Although home care directors frequently complain that the hospital hierarchy just doesn’t understand their mission, Dombi reminds them that communication is a two-way street.
Susan Schulmerich, RN, BS, MBA, executive director of Montefiore Home Health Agency in Bronx, NY, agrees that having hospital administrators on your side is not only desirable, but crucial now as Medicare’s home health benefit changes. "If the CEO isn’t well-versed in how home care is a value-added extra," she warns, "there are some hospital-based agencies that will go out of business. I’m lucky. Montefiore’s CEO is a home care advocate."

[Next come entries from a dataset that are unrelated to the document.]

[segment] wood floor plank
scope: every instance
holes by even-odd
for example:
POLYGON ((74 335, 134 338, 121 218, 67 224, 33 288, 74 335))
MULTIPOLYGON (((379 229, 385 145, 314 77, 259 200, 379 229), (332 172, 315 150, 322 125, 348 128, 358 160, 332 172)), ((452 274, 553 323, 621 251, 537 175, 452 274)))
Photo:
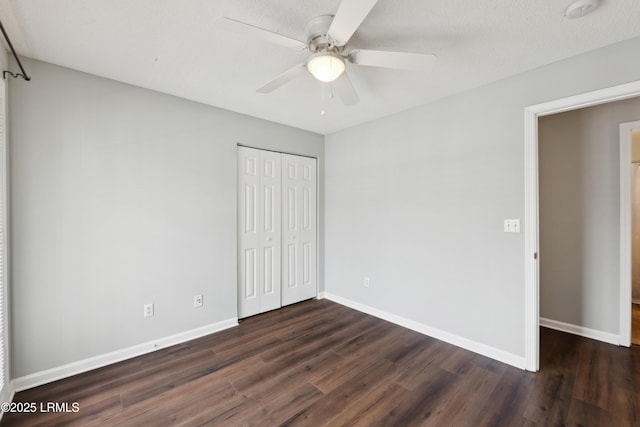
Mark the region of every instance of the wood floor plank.
POLYGON ((635 426, 640 347, 549 329, 530 373, 331 301, 17 393, 0 426, 635 426))
POLYGON ((282 391, 278 396, 266 402, 264 406, 247 415, 239 425, 248 427, 279 426, 294 414, 311 406, 314 402, 324 397, 324 394, 306 382, 292 391, 282 391))
POLYGON ((640 304, 631 304, 631 344, 640 345, 640 304))
MULTIPOLYGON (((138 402, 119 411, 101 414, 97 418, 102 425, 120 425, 128 421, 158 418, 173 414, 196 400, 224 401, 236 396, 236 390, 228 382, 213 383, 202 377, 181 387, 170 389, 150 400, 138 402)), ((84 414, 83 414, 84 415, 84 414)))
POLYGON ((351 336, 356 330, 366 328, 367 317, 360 313, 351 313, 340 319, 327 319, 323 325, 314 326, 311 331, 300 334, 296 339, 290 339, 277 348, 272 348, 261 353, 260 357, 265 362, 273 362, 291 358, 301 348, 328 348, 342 342, 343 336, 351 336))
POLYGON ((381 382, 370 393, 333 417, 332 426, 372 426, 391 412, 410 392, 393 381, 381 382))
POLYGON ((541 379, 541 384, 536 387, 535 393, 531 393, 524 409, 523 416, 526 419, 540 425, 566 423, 573 381, 565 375, 563 372, 554 372, 548 378, 541 379))
POLYGON ((282 390, 291 390, 309 382, 309 378, 317 373, 325 372, 341 357, 328 351, 286 370, 270 370, 266 364, 262 371, 250 373, 233 382, 233 386, 255 401, 268 402, 278 397, 282 390))
POLYGON ((356 321, 346 319, 344 323, 337 323, 339 327, 325 330, 322 334, 317 335, 315 339, 310 340, 309 336, 305 335, 300 341, 289 342, 293 347, 289 347, 289 343, 287 343, 284 347, 289 347, 287 348, 288 351, 283 351, 283 348, 278 348, 274 349, 278 350, 278 352, 269 350, 260 357, 265 360, 265 362, 296 366, 302 361, 315 357, 320 353, 333 350, 335 346, 361 330, 362 324, 360 322, 367 321, 368 319, 360 317, 356 321))
MULTIPOLYGON (((226 391, 226 390, 225 390, 226 391)), ((194 400, 189 405, 157 419, 145 418, 139 425, 234 425, 234 421, 242 418, 243 413, 254 406, 254 403, 237 391, 228 391, 225 397, 218 399, 194 400), (144 423, 144 424, 142 424, 144 423)))
MULTIPOLYGON (((90 379, 91 373, 81 374, 80 376, 82 376, 83 378, 79 383, 74 382, 71 386, 66 386, 66 382, 62 381, 59 384, 61 386, 61 391, 57 392, 57 399, 59 401, 76 401, 82 398, 85 404, 90 404, 94 400, 100 400, 104 396, 114 393, 114 390, 128 387, 137 387, 145 381, 149 381, 158 377, 164 378, 169 367, 175 368, 176 366, 181 366, 181 364, 183 366, 190 366, 194 361, 210 357, 210 355, 212 354, 213 353, 210 350, 204 350, 196 353, 187 353, 183 358, 180 359, 179 363, 177 363, 175 359, 170 357, 167 360, 162 360, 156 366, 149 367, 147 369, 141 369, 140 365, 134 359, 133 368, 135 368, 136 370, 131 369, 123 372, 122 370, 118 369, 117 372, 120 373, 120 376, 117 376, 115 374, 106 376, 100 375, 94 382, 86 381, 84 378, 86 377, 90 379)), ((72 377, 72 379, 73 378, 75 377, 72 377)), ((38 390, 37 395, 35 396, 29 394, 29 391, 27 391, 25 393, 25 399, 31 401, 40 401, 43 398, 46 398, 46 390, 46 388, 44 390, 38 390)), ((56 386, 56 391, 57 390, 58 387, 56 386)))
POLYGON ((578 426, 613 426, 612 414, 578 399, 573 399, 569 407, 568 419, 578 426))
MULTIPOLYGON (((517 369, 508 369, 491 392, 491 405, 476 420, 479 426, 522 425, 531 392, 535 388, 535 374, 517 369)), ((553 425, 553 424, 552 424, 553 425)))
POLYGON ((612 393, 610 369, 613 354, 594 340, 584 341, 573 387, 573 397, 599 408, 606 409, 612 393))
POLYGON ((616 389, 609 412, 615 426, 640 425, 640 394, 625 388, 616 389))
POLYGON ((465 367, 464 379, 429 418, 433 425, 473 426, 474 420, 491 404, 491 393, 501 376, 478 366, 465 367))
POLYGON ((169 375, 156 374, 152 377, 141 379, 131 388, 121 391, 122 406, 126 408, 137 402, 152 399, 167 390, 212 373, 217 366, 213 353, 205 353, 202 357, 190 362, 189 364, 181 364, 178 369, 169 375))
POLYGON ((348 379, 340 388, 326 394, 311 406, 296 413, 283 422, 286 426, 320 426, 328 423, 333 417, 355 404, 370 393, 384 378, 396 370, 393 363, 380 359, 370 366, 366 372, 348 379))
POLYGON ((120 399, 118 396, 109 396, 98 402, 81 406, 83 411, 83 420, 80 423, 77 420, 77 414, 72 410, 70 412, 57 413, 40 413, 30 419, 31 426, 50 427, 50 426, 68 426, 68 425, 99 425, 97 418, 106 412, 118 410, 120 408, 120 399))
MULTIPOLYGON (((633 349, 640 349, 632 346, 633 349)), ((605 347, 605 351, 609 351, 605 347)), ((616 348, 611 352, 611 365, 609 366, 609 376, 611 377, 611 387, 615 391, 618 388, 640 393, 640 352, 628 351, 624 347, 616 348)))
POLYGON ((584 338, 578 335, 540 328, 540 342, 544 351, 540 351, 540 368, 564 369, 575 372, 580 358, 580 347, 584 338))
POLYGON ((475 366, 474 359, 475 356, 469 357, 467 350, 456 348, 440 367, 453 374, 464 375, 475 366))
POLYGON ((441 402, 459 385, 459 381, 460 377, 456 374, 434 369, 400 405, 379 420, 380 425, 426 425, 441 402))
MULTIPOLYGON (((341 357, 341 356, 339 356, 341 357)), ((360 375, 371 364, 377 361, 380 355, 375 352, 370 352, 362 357, 352 357, 350 359, 341 360, 338 363, 319 374, 315 374, 309 379, 309 382, 316 386, 323 393, 329 393, 330 391, 340 387, 349 378, 360 375)))
POLYGON ((439 371, 440 365, 455 352, 456 347, 439 341, 417 355, 411 364, 398 372, 396 382, 409 390, 415 390, 432 373, 439 371))
POLYGON ((434 342, 433 338, 412 331, 412 334, 402 342, 383 350, 383 355, 385 359, 393 362, 396 366, 403 367, 410 364, 416 356, 426 351, 434 342))
POLYGON ((355 334, 345 342, 336 345, 333 351, 342 357, 360 357, 375 347, 391 347, 393 343, 410 335, 409 331, 404 328, 399 330, 390 323, 378 323, 371 329, 355 334))

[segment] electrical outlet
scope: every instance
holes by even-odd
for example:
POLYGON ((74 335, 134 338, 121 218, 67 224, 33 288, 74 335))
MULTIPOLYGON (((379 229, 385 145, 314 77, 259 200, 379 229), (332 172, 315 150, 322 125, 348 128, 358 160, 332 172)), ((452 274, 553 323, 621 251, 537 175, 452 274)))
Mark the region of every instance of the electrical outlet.
POLYGON ((193 306, 202 307, 202 295, 196 295, 193 297, 193 306))
POLYGON ((364 278, 364 287, 365 287, 365 288, 368 288, 368 287, 369 287, 369 278, 368 278, 368 277, 365 277, 365 278, 364 278))
POLYGON ((153 304, 145 304, 144 305, 144 317, 153 316, 153 304))

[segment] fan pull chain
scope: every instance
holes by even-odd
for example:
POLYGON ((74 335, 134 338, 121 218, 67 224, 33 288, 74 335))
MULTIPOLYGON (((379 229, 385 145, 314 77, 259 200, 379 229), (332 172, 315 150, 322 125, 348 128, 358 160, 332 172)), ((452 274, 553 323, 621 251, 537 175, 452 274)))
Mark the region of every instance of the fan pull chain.
POLYGON ((320 115, 324 116, 327 112, 324 110, 325 102, 324 102, 324 82, 322 82, 322 110, 320 111, 320 115))
MULTIPOLYGON (((330 74, 333 75, 333 61, 329 62, 330 74)), ((333 99, 333 80, 329 81, 329 99, 333 99)))

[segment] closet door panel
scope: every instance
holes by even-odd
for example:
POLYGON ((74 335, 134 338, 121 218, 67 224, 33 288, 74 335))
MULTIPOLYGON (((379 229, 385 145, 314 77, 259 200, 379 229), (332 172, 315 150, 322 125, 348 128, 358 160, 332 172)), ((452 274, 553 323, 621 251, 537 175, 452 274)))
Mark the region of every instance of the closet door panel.
POLYGON ((260 153, 260 312, 281 306, 281 157, 280 153, 260 153))
POLYGON ((316 218, 316 160, 301 158, 302 179, 300 182, 301 229, 300 244, 302 259, 300 261, 303 299, 313 298, 317 294, 317 218, 316 218))
POLYGON ((282 155, 282 305, 316 296, 316 160, 282 155))
POLYGON ((260 152, 238 148, 238 317, 260 311, 260 152))

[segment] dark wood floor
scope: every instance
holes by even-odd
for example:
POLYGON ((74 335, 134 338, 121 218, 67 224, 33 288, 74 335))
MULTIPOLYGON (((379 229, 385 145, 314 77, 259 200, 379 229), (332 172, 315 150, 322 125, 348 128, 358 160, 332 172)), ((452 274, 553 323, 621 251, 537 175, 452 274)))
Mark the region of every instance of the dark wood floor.
POLYGON ((18 393, 78 413, 2 425, 640 425, 640 348, 548 329, 541 370, 493 361, 326 300, 18 393))
POLYGON ((631 304, 631 344, 640 345, 640 304, 631 304))

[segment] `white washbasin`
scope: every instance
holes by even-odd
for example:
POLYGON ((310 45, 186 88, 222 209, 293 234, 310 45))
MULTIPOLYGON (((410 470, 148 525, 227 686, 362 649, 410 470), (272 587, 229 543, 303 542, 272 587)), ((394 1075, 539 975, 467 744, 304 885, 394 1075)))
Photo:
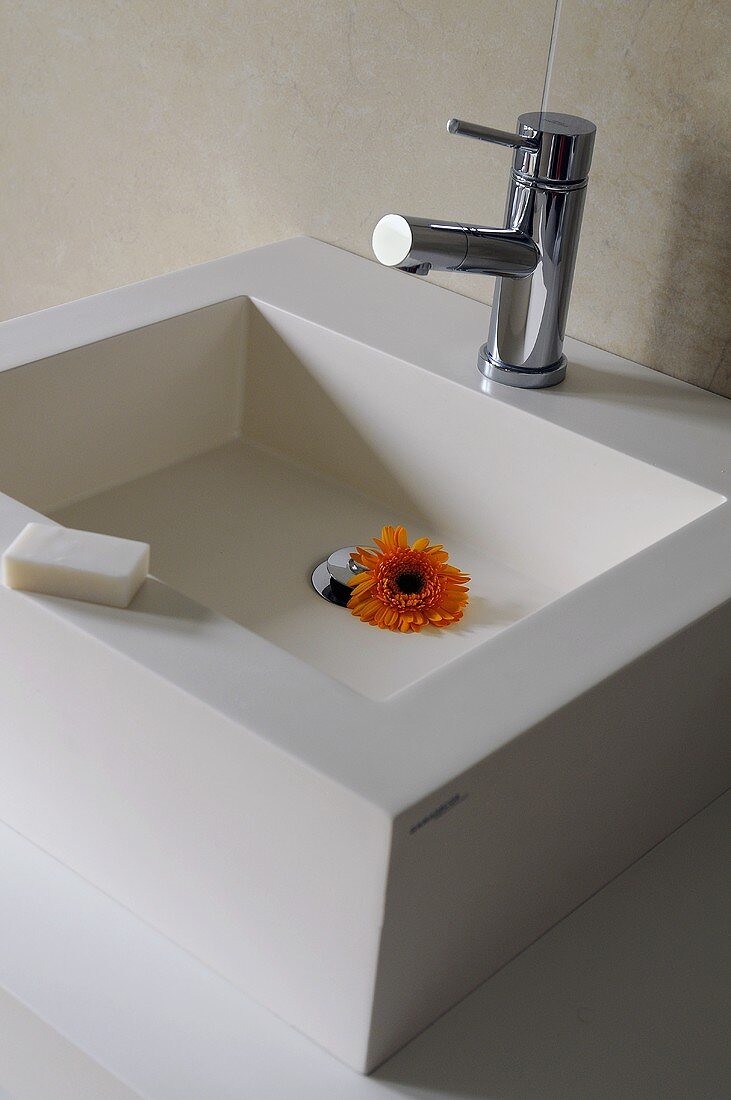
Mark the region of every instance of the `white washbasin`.
POLYGON ((727 403, 571 341, 485 392, 485 313, 297 240, 0 328, 0 550, 157 578, 0 589, 0 816, 360 1070, 729 779, 727 403), (310 587, 399 522, 450 630, 310 587))

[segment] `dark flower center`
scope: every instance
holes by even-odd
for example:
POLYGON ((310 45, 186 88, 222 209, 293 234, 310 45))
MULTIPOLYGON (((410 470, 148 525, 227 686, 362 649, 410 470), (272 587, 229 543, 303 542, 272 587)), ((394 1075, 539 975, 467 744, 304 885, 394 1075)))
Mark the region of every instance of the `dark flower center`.
POLYGON ((424 578, 419 573, 398 573, 396 587, 405 596, 415 596, 424 587, 424 578))

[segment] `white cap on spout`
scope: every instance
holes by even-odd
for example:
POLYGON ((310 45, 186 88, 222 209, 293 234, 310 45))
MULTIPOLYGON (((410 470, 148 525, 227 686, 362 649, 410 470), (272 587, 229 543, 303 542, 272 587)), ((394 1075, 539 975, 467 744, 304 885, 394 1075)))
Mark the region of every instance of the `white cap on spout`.
POLYGON ((413 244, 411 226, 400 214, 386 214, 373 230, 373 253, 379 263, 386 267, 398 267, 402 264, 413 244))

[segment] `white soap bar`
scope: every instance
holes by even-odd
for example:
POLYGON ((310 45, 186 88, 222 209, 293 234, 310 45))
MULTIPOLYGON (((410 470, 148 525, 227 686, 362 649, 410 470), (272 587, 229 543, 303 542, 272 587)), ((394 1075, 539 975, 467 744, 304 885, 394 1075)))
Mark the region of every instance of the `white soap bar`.
POLYGON ((150 566, 146 542, 29 523, 3 554, 8 588, 127 607, 150 566))

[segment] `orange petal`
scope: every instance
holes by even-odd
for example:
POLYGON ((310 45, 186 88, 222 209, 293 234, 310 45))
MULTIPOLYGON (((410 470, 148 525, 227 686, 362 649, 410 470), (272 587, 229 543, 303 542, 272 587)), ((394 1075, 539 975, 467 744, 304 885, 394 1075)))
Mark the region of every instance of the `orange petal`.
POLYGON ((353 554, 352 557, 357 560, 359 564, 365 565, 368 568, 370 568, 370 566, 372 565, 375 565, 378 561, 378 554, 372 546, 367 549, 359 550, 358 553, 353 554))
POLYGON ((365 612, 368 615, 376 615, 379 611, 383 611, 383 604, 380 600, 367 600, 363 604, 362 613, 365 612))
POLYGON ((373 588, 376 579, 369 573, 366 577, 362 575, 360 577, 350 577, 346 583, 349 584, 351 588, 355 589, 355 595, 362 596, 364 592, 368 592, 373 588))

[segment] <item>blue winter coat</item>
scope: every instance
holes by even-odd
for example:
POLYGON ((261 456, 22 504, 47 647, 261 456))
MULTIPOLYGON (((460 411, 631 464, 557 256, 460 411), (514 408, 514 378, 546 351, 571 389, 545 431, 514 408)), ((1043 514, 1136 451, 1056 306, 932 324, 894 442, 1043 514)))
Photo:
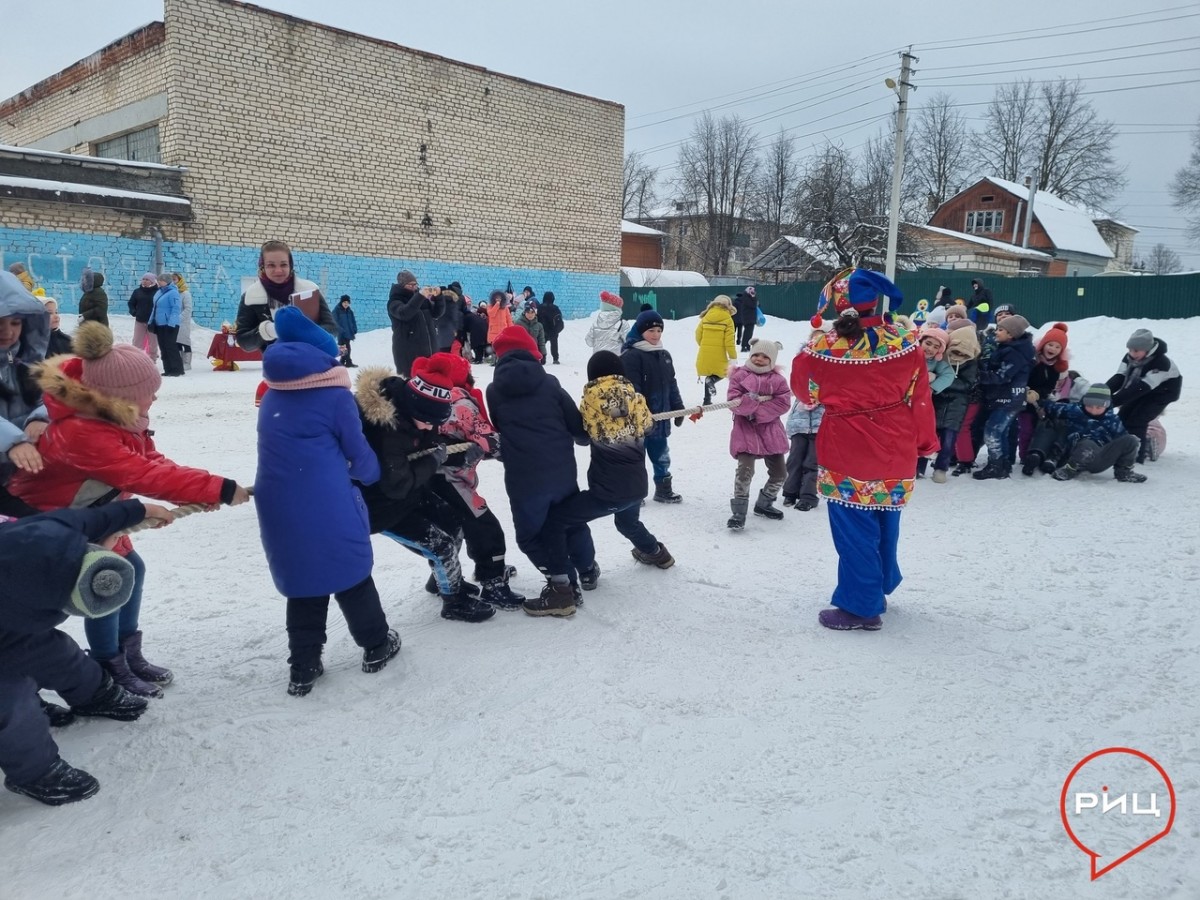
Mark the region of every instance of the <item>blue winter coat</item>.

That was not always true at Henry Ford. Solecki admits that Warden was not fully aware of home care’s value until the CEO went along on an actual home care visit.
"Getting Gail Warden out on a visit to an entire family infected with HIV did more for us than any report I could write," Solecki says. "It was a bilingual family, and we had an interpreter along. It really opened his eyes.
"That’s why Gail now says things like, Home care is the glue in our continuum that holds things together.’"
Warden goes along on home care visits at least twice a year. Henry Ford’s strategy has proved so successful that Michigan’s governor, several state representatives, and U.S. congressmen have also accompanied home care nurses in the field.
"I was talking the other day with one of my friendly competitors," recalls Solecki. "She kept asking, What are we going to do about his whole patient choice matter, this whole feeling that hospitals should keep patients in the system; what are we going to do?’
"I responded by asking her if she had ever taken her CEO on a home care visit. Her answer was no.’
"It’s not a novel idea," Solecki concedes, "but it’s a powerful one."
It’s one that providers will do well to keep in mind as the new year approaches, bringing with it a revamped Medicare system and uncertainty. The key to survival will be the ability of hospital-affiliated agencies to adapt to that changing world.